Strength in the “Fairer” Sex
I was going to talk about how it’s important to stay healthy while you’re working on any project (even a writing project), but I’ll save that for another time. Because I seem to be coming down with something, and because, earlier this week, my thought processes were waylaid by a few different posts about what it means to be a woman, and how society views women. I’m not taking a stance on whether one or both of these posts is right or wrong. They simply made me think. About myself, and specifically about my female characters.
I’ve talked about this conundrum before: how important (or not) it is for a character to be likable. It’s the same for women characters as it is for men. Whether they’re likable is often irrelevant, so long as they’re realistic. Likability should come – or not – based on how “real” they are: their sympathies, their reactions, their thoughts and feelings. My current main character is a man, and his big starting flaws are that he’s vain, distrustful, and driven by his biology, to put it nicely. He’s been an absolute blast for me to write, because – particularly early on – he’s free to be so one-dimensional in a lot of his interactions (“Let’s have fun!” “Let’s surf!” “Let’s f–k!”). Since it’s a romance story, he has to face and overcome (or run away from) certain obstacles introduced by the main female character.
This is where it gets tricky.
Women expect other women in stories – especially romances – to be intelligent, powerful, strong. But, not all women are powerful or strong in the same way.
Don’t get me wrong: I love women who kick ass. When I was a kid, I wanted so badly to be Vasquez from ALIENS: she was no-nonsense, stood toe-to-toe with any of her fellow (male) Marines, and went out in a blaze of glory. I loved that! My opinions of strong women haven’t changed as I’ve gotten older…but I have realised a woman doesn’t necessarily have to be a stoic smartgunner in order to be “strong.”

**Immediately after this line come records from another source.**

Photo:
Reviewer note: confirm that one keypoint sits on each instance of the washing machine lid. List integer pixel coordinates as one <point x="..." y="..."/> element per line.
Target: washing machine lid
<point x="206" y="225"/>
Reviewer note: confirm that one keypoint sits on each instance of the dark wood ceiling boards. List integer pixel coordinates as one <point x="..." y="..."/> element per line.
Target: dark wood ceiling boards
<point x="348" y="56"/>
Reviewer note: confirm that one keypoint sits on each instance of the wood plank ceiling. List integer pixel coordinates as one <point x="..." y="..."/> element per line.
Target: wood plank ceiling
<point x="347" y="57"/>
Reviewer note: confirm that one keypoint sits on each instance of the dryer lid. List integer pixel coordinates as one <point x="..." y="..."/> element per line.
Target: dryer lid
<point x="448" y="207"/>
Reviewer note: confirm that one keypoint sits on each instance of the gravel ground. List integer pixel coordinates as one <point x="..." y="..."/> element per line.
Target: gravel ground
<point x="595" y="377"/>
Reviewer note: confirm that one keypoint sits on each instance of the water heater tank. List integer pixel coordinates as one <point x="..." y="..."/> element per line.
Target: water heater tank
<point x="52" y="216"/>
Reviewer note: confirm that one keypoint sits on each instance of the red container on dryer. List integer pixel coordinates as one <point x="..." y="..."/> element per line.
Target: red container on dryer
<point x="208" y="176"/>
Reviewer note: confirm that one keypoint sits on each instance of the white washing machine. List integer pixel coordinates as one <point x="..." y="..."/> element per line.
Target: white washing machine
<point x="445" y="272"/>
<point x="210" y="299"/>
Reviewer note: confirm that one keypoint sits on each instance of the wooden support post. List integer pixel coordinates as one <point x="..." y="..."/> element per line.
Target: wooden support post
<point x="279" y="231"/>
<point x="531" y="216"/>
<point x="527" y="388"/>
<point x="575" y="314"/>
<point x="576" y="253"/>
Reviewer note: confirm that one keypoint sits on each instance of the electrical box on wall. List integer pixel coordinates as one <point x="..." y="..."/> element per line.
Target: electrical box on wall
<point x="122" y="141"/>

As I’ve become a woman, myself, I find I appreciate other women – fictional or real – who can embrace their femininity as a kind of strength. My last heroine was a woman who had a hard time reconciling being a fierce warrior but also a young woman who wanted to be loved by her man. That was a fun, enlightening journey to take with her, but I wanted to do something different for my next heroine.
Perhaps it’s because this current story is from a man’s point of view, but I don’t have a problem with my new heroine being girly, sassy, and sexy. (That’s what my hero likes about her!) That doesn’t mean she’s a wimp, though, and I don’t think I’m dismissing The Sisterhood by making her not be a fighter; her strength ends up manifesting in more subtle ways. Simply because she’s a nurturer rather than a hunter shouldn’t mean she’s any less valid as a strong woman character than a ball-busting CEO or tough-as-nails starship captain.
Of course, no one will ever be another USCMC PFC Vasquez, J. (Sidenote: Jenette Goldstein, who played Vasquez, is just as kick-ass as her breakout role. Just check out her shop at http://www.jenettebras.com/ – this is a lady who understands how great it is to be sexy!)
What does a “strong” woman character mean to you?